Vous croyez que votre capital, votre épargne, sont rognés par les taux d’intérêt nuls, par les taux négatifs, par les taxes, les frais, les commissions, attendez un peu que le grand râteau passe.
Faites un effort, un tout petit effort d’imagination. Que vaudra votre titre obligataire, votre titre que vous avez acheté au pair ou plus, sur la base d’un rendement de 1,5% lorsque les taux seront revenus au niveau normal de 5%? presque rien! Que vaudra votre obligation qui rapporte 1,5% lorsqu’ils auront réussi à embarquer l’inflation à 6%, ce qui est le minimum pour sortir de la crise? Absolument rien!

La dévalorisation de votre capital va être radicale. Elle est programmée. Elle est voulue, c’est cela la sortie de la crise. C’est:

-1) le grand entonnoir qui vous force à surpayer des actifs qui rapportent de moins en moins

-2) l’accélération de l’inflation comme ce que fait le Japon le préfigure

-3) la proclamation du danger inflationniste qui donnera l’alibi de monter les taux –pour le bien commun n’est-ce pas-, montée des taux qui détruira tout ce que vous avez acheté, surpayé, à la faveur de la search for yield.

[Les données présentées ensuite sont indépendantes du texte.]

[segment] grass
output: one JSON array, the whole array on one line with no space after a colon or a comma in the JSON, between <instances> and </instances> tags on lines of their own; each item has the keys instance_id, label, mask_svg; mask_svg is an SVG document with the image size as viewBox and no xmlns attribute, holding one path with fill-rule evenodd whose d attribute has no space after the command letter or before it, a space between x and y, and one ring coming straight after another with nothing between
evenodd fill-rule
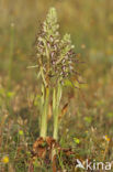
<instances>
[{"instance_id":1,"label":"grass","mask_svg":"<svg viewBox=\"0 0 113 172\"><path fill-rule=\"evenodd\" d=\"M59 6L54 3L59 10ZM67 86L63 88L59 111L66 104L68 104L68 108L59 121L58 137L60 146L71 147L80 159L88 158L104 162L113 161L112 6L106 9L105 3L106 1L89 3L87 0L86 8L81 10L83 2L78 1L77 11L72 1L61 2L64 12L59 10L60 30L63 33L65 31L71 32L77 53L80 53L79 58L86 61L86 64L80 64L80 73L87 84L80 85L80 90L75 89L70 83L67 83ZM49 7L49 4L47 6ZM25 29L23 29L22 23L19 25L15 22L13 47L11 44L11 46L9 45L12 36L11 28L9 23L3 22L8 19L2 18L0 26L0 171L5 172L27 171L32 146L39 136L41 80L36 79L36 68L27 69L32 61L34 64L36 63L31 56L31 52L37 30L36 26L34 29L37 15L33 13L35 18L31 21L32 23L27 22L26 17L30 15L31 8L29 6L29 14L25 13L22 19L25 21L23 22ZM66 19L65 8L67 8L69 19ZM98 9L98 17L95 17L94 9ZM21 10L19 10L16 13L21 14ZM44 10L42 9L42 11ZM108 20L104 15L105 11L109 14ZM80 22L76 19L78 15L80 15ZM74 24L74 21L77 22ZM11 89L9 90L9 61L12 54L13 72L11 74ZM72 78L74 82L75 79ZM52 108L49 103L48 136L53 136ZM59 161L64 168L60 158ZM35 171L50 172L52 169L46 169L45 165L39 166L35 162Z\"/></svg>"}]
</instances>

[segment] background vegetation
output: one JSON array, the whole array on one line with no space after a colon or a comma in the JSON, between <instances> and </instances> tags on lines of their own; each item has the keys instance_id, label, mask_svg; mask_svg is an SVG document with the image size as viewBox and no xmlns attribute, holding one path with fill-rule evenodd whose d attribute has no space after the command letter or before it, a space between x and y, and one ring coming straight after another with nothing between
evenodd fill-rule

Ainsi, sera réalisé le grand transfert, le grand ratissage a posteriori, celui qui devait être fait dans les années 2008 et qui n’a pas eu lieu. L’erreur de la dérégulation aura été réparée. Les moutons qui devaient être tondus, le seront avec quelques années de retard. Le système ainsi complété pourra repartir. Vous comprenez maintenant pourquoi ils n’ont pas voulu faire de vraies réformes et changer de système. Il y a eu une erreur, une bavure, l’expérience a permis de la réparer.

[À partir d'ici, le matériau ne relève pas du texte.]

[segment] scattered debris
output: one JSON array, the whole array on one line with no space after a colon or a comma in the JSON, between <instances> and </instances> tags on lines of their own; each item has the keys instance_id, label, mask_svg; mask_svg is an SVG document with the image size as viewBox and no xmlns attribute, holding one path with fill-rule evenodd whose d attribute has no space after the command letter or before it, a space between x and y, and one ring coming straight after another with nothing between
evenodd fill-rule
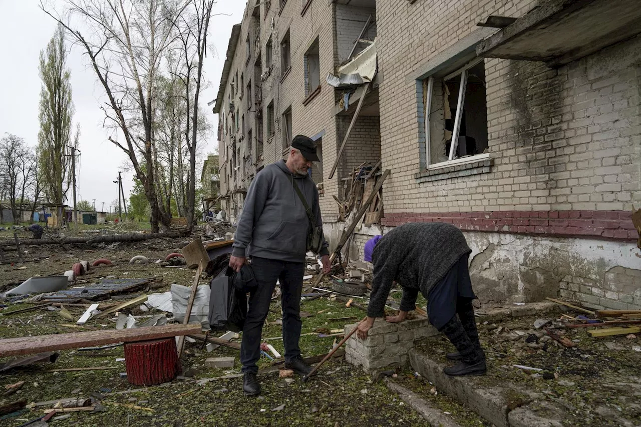
<instances>
[{"instance_id":1,"label":"scattered debris","mask_svg":"<svg viewBox=\"0 0 641 427\"><path fill-rule=\"evenodd\" d=\"M69 281L65 276L46 276L44 277L31 277L20 285L10 289L0 297L6 297L9 295L29 295L42 294L66 289Z\"/></svg>"},{"instance_id":2,"label":"scattered debris","mask_svg":"<svg viewBox=\"0 0 641 427\"><path fill-rule=\"evenodd\" d=\"M292 369L281 369L278 371L279 378L288 378L294 376L294 371Z\"/></svg>"},{"instance_id":3,"label":"scattered debris","mask_svg":"<svg viewBox=\"0 0 641 427\"><path fill-rule=\"evenodd\" d=\"M235 358L233 357L210 357L204 361L205 366L213 368L232 368Z\"/></svg>"},{"instance_id":4,"label":"scattered debris","mask_svg":"<svg viewBox=\"0 0 641 427\"><path fill-rule=\"evenodd\" d=\"M24 357L21 359L9 360L4 365L0 365L0 372L4 372L21 366L28 366L34 364L47 362L53 364L56 362L58 356L60 355L54 351L47 351L46 353L42 353L35 356Z\"/></svg>"}]
</instances>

Que vaudra la nouvelle jambe de la reflation en cours, reflation bien avancée en Asie, à mi-chemin aux USA, cette seconde jambe qui a mis en place un gigantesque carry sur l’immobilier locatif?
Pas grand chose. Le carry, s’il est fait avec un coût de l’argent actuel tout compris de 3,5%, est juste rentable, la marge sur loyers est de 1%, quand l’argent vaudra 6%, sa valeur deviendra négative puisque le flux des recettes ne compensera plus les coûts de refinancement. Là aussi, la pompe, la grande tonte est en place.

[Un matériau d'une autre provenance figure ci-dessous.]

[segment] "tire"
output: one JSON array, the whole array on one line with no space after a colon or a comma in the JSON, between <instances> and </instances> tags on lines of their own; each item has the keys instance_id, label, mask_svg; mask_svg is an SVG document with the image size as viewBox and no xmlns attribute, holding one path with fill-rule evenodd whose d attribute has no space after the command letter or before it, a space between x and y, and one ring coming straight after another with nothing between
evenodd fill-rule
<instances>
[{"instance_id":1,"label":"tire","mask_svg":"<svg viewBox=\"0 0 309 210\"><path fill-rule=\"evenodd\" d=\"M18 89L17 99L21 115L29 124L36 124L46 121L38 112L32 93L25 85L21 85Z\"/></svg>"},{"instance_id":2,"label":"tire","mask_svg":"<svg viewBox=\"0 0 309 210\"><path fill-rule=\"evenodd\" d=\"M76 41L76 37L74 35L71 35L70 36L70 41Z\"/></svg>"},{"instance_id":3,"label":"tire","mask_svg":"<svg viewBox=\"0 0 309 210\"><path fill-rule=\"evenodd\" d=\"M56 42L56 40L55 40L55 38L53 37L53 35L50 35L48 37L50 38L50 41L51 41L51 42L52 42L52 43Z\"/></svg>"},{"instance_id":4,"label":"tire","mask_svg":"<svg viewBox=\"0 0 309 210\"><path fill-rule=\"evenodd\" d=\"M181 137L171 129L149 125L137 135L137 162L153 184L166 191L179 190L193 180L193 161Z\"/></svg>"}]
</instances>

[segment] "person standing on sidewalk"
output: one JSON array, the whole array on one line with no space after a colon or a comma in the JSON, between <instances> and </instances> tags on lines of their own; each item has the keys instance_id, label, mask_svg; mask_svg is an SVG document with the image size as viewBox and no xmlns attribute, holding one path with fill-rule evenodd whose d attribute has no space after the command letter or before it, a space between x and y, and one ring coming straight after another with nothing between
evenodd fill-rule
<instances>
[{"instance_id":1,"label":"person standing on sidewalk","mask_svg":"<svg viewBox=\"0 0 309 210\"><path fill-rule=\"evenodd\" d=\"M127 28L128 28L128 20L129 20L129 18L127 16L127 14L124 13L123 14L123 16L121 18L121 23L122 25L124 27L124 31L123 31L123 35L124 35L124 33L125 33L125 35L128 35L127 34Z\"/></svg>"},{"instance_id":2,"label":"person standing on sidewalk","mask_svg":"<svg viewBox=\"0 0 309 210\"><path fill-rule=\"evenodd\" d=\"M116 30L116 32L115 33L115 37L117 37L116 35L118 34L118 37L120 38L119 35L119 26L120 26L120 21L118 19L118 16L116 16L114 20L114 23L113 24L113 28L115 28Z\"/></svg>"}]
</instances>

En résumé, l’érosion du capital privé par les rendements nuls ou négatifs, par les taxes, par les frais, n’est rien, c’est le hors d’œuvre des géants, l’appetizer des ogres. Leur plat de résistance, c’est la destruction inéluctable, programmée du capital par le search for yield, l’accélération de l’inflation, la hausse des taux.

Nous prenons les paris: ce que vous achetez maintenant à 100 pour avoir un rendement de 2% vaudra moins de 40 dans 5 ans. C’est le modèle, le « pattern » de toute crise. On piège, on déprécie, on ramasse.